Baca Juga: Harga Mobil Baru di AS Melonjak Tajam Akibat Tarif Impor Trump
Kesepakatan ini juga dinilai dapat mengurangi gangguan pada rantai pasok global, terutama untuk produk elektronik, tekstil, dan otomotif yang terdampak langsung oleh perang dagang.
“Tapi ini bisa berdampak positif bagi industri manufaktur Indonesia yang bergantung pada bahan baku/komponen dari Cina dan AS,” ungkapnya.
Selain itu, pada sektor ekstraktif, perbaikan hubungan antara kedua negara bisa berdampak pada kenaikan harga komoditas global seperti batubara, CPO, dan karet yang selama ini menjadi andalan ekspor Indonesia.
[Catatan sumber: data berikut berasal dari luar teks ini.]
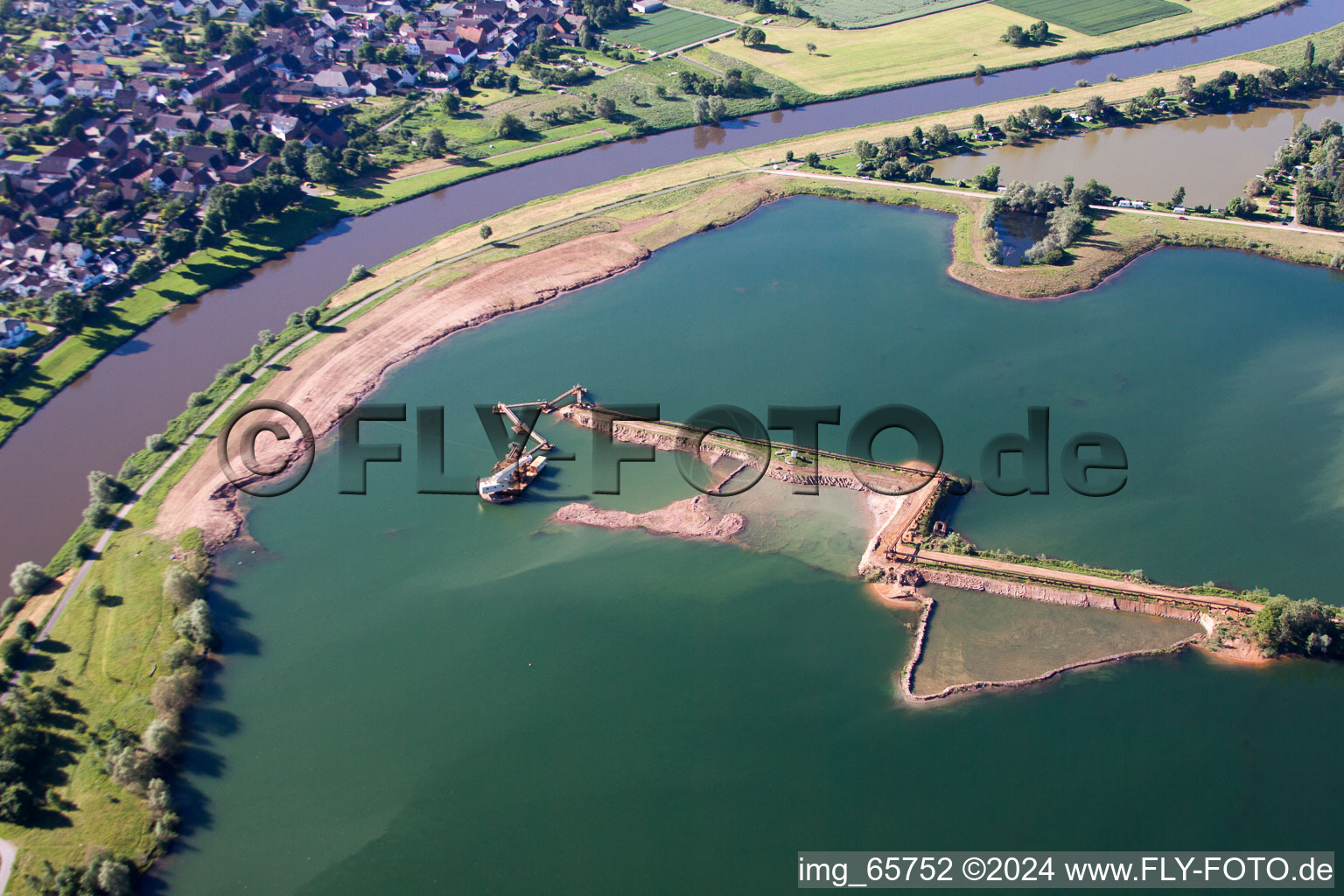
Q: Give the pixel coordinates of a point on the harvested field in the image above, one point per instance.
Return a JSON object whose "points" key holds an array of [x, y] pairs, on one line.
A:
{"points": [[1096, 17]]}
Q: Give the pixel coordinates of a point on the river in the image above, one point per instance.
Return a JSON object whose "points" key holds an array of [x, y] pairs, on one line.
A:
{"points": [[108, 413], [420, 690], [1213, 156]]}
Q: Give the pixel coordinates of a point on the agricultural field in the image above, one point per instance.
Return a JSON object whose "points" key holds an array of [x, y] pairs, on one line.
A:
{"points": [[1096, 17], [950, 43], [867, 14], [667, 30]]}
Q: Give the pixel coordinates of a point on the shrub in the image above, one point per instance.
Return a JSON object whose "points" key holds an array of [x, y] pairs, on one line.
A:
{"points": [[27, 579], [98, 514], [162, 739], [104, 488], [195, 624], [180, 586], [179, 654], [168, 696], [12, 650]]}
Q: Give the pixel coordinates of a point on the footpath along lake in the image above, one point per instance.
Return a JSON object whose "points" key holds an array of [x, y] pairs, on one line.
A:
{"points": [[93, 426], [418, 690]]}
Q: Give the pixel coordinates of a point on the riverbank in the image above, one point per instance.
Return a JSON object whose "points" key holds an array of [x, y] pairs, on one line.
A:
{"points": [[113, 650], [258, 243]]}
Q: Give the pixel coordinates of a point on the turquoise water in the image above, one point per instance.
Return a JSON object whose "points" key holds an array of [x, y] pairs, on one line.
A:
{"points": [[695, 713]]}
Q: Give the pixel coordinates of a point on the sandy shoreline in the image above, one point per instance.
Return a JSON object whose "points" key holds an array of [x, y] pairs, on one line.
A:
{"points": [[694, 517], [344, 367]]}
Namun, menurutnya, peningkatan harga yang terlalu cepat juga bisa berdampak negatif terhadap inflasi domestik.
Akan tetapi, Badiul menyoroti bahwa dampak tidak langsung seperti sentimen pasar, investasi, dan harga komoditas bisa menimbulkan efek berganda yang penting untuk dimanfaatkan secara optimal.
“Tidak kalah penting, pada ketahanan domestik dan kecepatan Indonesia merespons peluang dari stabilisasi hubungan dagang global,” ungkapnya.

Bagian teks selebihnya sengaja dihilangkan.